Other leaders of American organizations working with Jews living in the former Soviet Union are taking a wait-and-see attitude about the change of leadership.
In recent weeks, Putin “has talked about fighting the rise in anti-Semitism, and it will be important to see what type of leadership he exerts on this issue,” said Mark Levin, executive director of the National Conference on Soviet Jewry.
“He has an opportunity to make his own mark in this area if he wants to,” said Levin, whose group met with Putin two years ago.
“With a new Duma coming in and him possibly being elected president, this will be an opportunity for him to state clearly what his views are,” he said, referring to Russia’s lower house of Parliament.
Abraham Foxman, national director of the Anti-Defamation League, said political instability and uncertainty are always potentially troubling for Russia’s Jews, because anti-Semitism is so pervasive there.
“Whatever one thought about Yeltsin, he provided a certain sense of stability and has courageously continued to speak out against anti-Semitism,” he said, adding his hope that because Putin was Yeltsin’s chosen successor, “he will follow in the best of the Yeltsin tradition.”

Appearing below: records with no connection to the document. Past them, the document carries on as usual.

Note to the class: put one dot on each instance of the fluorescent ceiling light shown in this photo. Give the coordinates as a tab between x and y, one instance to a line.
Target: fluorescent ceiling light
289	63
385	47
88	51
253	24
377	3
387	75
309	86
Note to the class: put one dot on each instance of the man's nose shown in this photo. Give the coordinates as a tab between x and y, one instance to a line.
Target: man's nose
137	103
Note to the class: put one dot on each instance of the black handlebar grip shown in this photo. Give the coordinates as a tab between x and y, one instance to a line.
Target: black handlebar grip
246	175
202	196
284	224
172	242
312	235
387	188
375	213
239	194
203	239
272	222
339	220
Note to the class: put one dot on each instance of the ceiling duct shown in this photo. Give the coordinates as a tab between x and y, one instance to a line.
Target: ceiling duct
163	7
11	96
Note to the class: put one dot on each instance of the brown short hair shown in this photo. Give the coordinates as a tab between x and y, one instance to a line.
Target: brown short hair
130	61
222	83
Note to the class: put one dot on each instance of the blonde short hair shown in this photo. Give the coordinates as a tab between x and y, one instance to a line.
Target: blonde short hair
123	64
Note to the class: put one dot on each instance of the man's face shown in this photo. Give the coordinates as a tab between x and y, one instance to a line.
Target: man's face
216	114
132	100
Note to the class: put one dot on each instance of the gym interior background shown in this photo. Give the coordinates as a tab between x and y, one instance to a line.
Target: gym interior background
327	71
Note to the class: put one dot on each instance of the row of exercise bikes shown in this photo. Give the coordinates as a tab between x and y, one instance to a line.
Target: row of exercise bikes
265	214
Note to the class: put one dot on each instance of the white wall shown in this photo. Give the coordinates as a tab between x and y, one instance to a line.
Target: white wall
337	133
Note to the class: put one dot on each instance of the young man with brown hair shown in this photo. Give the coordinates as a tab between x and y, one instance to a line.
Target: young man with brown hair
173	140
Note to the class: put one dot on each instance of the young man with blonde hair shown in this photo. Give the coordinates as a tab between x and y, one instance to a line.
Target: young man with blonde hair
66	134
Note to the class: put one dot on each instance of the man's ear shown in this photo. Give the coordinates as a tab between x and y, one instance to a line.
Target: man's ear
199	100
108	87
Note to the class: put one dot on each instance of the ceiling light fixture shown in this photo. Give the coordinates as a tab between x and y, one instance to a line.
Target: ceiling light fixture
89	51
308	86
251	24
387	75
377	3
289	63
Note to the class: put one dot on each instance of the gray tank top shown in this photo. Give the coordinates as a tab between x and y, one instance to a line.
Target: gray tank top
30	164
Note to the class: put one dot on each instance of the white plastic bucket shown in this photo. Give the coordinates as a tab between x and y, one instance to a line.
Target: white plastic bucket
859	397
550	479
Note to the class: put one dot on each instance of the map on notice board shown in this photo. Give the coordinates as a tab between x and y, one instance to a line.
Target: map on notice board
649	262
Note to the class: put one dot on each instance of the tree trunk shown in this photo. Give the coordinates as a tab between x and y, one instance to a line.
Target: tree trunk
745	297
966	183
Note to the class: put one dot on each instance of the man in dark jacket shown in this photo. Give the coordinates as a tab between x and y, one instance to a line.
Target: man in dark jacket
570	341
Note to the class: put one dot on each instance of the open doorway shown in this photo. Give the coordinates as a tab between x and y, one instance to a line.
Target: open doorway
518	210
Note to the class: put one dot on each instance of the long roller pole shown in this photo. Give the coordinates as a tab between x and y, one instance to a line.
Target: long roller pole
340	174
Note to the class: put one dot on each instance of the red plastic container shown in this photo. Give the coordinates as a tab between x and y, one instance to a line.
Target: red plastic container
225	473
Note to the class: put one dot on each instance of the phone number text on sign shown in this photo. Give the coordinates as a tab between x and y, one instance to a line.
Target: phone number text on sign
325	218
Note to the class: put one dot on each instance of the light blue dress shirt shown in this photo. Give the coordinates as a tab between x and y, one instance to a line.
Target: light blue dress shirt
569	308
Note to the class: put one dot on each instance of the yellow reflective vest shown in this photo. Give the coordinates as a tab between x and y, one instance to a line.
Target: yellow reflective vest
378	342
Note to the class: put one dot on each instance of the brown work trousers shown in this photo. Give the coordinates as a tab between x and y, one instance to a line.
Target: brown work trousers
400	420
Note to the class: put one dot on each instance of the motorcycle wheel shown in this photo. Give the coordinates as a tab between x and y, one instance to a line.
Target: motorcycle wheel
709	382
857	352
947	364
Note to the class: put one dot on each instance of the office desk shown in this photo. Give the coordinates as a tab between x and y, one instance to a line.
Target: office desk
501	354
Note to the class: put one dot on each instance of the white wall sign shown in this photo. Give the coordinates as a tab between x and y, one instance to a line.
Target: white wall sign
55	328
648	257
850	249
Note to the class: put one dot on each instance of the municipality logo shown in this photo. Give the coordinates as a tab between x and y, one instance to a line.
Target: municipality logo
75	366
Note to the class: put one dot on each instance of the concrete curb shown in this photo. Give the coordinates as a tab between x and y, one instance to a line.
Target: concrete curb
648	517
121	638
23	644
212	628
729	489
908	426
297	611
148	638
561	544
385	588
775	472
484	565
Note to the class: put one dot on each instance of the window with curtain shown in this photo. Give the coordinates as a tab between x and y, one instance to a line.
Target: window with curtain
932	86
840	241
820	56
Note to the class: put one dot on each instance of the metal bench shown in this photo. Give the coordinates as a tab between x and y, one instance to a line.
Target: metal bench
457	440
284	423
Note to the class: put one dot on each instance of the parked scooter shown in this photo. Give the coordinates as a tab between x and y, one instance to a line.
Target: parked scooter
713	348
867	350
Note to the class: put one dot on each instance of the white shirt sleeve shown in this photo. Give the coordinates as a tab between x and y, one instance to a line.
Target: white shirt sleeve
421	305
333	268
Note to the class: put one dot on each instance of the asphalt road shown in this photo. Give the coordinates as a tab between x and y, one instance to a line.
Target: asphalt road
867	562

Both Foxman and Levin noted that, aside from Putin’s approach to anti-Semitism, Russia’s larger economic and political issues will impact significantly on the situation of Jews.
“Everything we as a community have been able to do in concert with Israel and the Russian Jews is dependent on the political environment, and the only way it will remain an open and free environment is if more progress is made in the economic and social areas,” said Levin.
For many Jews in Russia, Putin remains tainted by the corruption that was so prevalent during Yeltsin’s regime.
Some worry that he was created by a Jewish media tycoon, who continues to shadow Russia’s new leader.
Putin’s victory in the parliamentary elections is seen as at least partially attributable to the support of Boris Berezovsky.
Berezovsky’s officially state-controlled national TV channel ORT openly manipulated Russian public opinion during the campaign, constantly praising Putin and pounding Putin’s rivals for presidency — former Prime Minister Yevgeny Primakov and Moscow Mayor Yuri Luzhkov, who is known to be very friendly with another Jewish media tycoon, Vladimir Goussinsky, the head of the Russian Jewish Congress.
A Moscow university lecturer expressed an opinion that is shared by many in Russia’s Jewish intelligentsia.
“The guy came to power on the wave of the Chechen war. He seems created by Berezovsky,” said Galina Eliasberg.
“I don’t think he will put the country in order; on the contrary, I have an impression that some force behind him can overwhelm him and then the army will seize power or something like that,” she said.
Russia’s chief rabbi, Adolph Shayevich, who is active in the Russian Jewish Congress and friendly with Luzhkov, is more cautious in speaking about Putin:
“Boris Yeltsin has made a brilliant move. But it is hard to say whether the appointed successor will prove his real successor, including his attitude toward Jews.”
At the official New Year’s Eve reception at the Kremlin, Shayevich said Putin told him he wished “happiness and prosperity” to all Jews.
But Shayevich added, “It could be only an official gesture. We’ll see.”
(JTA staff writer Julie Wiener in New York contributed to this report.)